There is no exact data on how the re-legalization of abortion in the Soviet Union directly affected the Kirghiz SSR, it is fair to assume that it was similar to the rest of the central Asian republics: most of them denouncing abortion due to it being incomparable with Islamic belief. The Kirghiz SSR was predominantly Muslim, which considers abortion as Haram.

=== Independent Kyrgyzstan ===
Since the dissolution of the Soviet Union, the rate of abortion in Kyrgyzstan has declined 66%, decreasing from 90 abortions per 1,000 women in 1990 to just 31 as of 2021. The country is a member of the Organization of Islamic Conferences, and is one of the few members to allow unrestricted abortion. 2015 research by the Ministry of Health of the Kyrgyz Republic put the figure of abortions per 1,000 births at 140.6.

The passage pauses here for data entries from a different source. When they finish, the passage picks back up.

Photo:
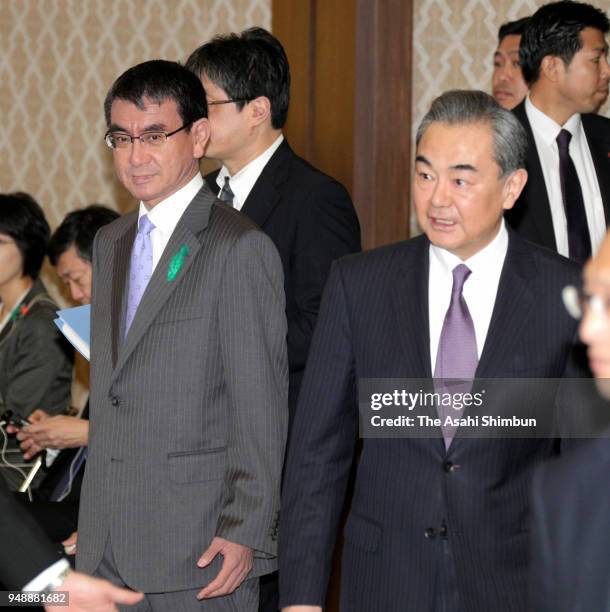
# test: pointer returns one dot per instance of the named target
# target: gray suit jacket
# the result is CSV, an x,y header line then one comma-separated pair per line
x,y
189,413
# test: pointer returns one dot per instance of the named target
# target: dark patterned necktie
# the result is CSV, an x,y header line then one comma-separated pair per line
x,y
226,194
579,242
457,356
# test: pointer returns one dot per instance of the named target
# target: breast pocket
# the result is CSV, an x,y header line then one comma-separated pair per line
x,y
197,466
184,313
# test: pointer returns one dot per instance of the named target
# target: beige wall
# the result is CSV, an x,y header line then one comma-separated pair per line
x,y
454,41
453,45
59,58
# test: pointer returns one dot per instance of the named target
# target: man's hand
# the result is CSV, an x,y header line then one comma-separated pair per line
x,y
235,567
53,432
89,594
69,543
35,417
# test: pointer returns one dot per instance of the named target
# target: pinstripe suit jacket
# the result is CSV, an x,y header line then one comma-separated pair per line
x,y
189,414
373,323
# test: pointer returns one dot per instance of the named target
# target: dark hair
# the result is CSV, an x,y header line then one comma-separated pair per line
x,y
78,229
554,29
160,80
22,219
461,106
246,66
512,28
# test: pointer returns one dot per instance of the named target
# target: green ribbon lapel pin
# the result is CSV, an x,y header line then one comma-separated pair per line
x,y
176,263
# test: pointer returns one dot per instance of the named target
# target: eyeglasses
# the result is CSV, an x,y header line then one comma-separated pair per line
x,y
578,303
120,140
216,102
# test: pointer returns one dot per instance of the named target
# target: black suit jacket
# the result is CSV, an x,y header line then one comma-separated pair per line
x,y
374,324
571,532
311,220
24,549
531,214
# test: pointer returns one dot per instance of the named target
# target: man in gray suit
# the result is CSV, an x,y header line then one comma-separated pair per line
x,y
188,405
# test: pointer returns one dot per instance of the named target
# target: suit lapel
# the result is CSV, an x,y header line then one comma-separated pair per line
x,y
193,221
514,302
265,195
410,305
537,196
599,145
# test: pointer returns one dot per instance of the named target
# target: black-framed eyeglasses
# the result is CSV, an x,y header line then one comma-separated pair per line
x,y
216,102
153,138
578,302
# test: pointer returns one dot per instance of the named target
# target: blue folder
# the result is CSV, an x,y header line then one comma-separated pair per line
x,y
75,325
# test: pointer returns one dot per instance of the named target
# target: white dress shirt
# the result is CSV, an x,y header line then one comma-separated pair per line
x,y
479,290
40,581
241,182
166,214
545,134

While abortion is legal in Kyrgyzstan, due to the prevalence of Muslims in the country, many doctors have expressed concern about performing such operations. One female doctor in Osh told a researcher with the University of Minnesota said that she no longer counsels women about abortion options, nor does she perform them as "she now feels afraid to do so." Most women face social pressure to not get an abortion, due to the rising influence of Islam in the country.

== Laws ==
Abortion is not mentioned in Kyrgyzstan's constitution, although it does state that women and men will have "equal rights and freedoms and equal opportunities for their realization."

The official law on abortion, called the Law on Reproductive Rights of Citizens, legalizes abortion on a number of cases. It states in part that technology must be developed to help protect reproductive rights, and that abortion should be provided in the event that a woman wishes to terminate her pregnancy.

According to the United Nations, abortion is legal in Kyrgyzstan in cases of saving a women's life, saving her physical health, and saving her mental health. The same report states that the rate of abortion in Kyrgyzstan per 1,000 women is 12.4 as of 2011. A majority of the population, however, views abortion as immoral. Kyrgyzstan is a Muslim-majority country, and thus the social ideas of the population are shaped by the religion.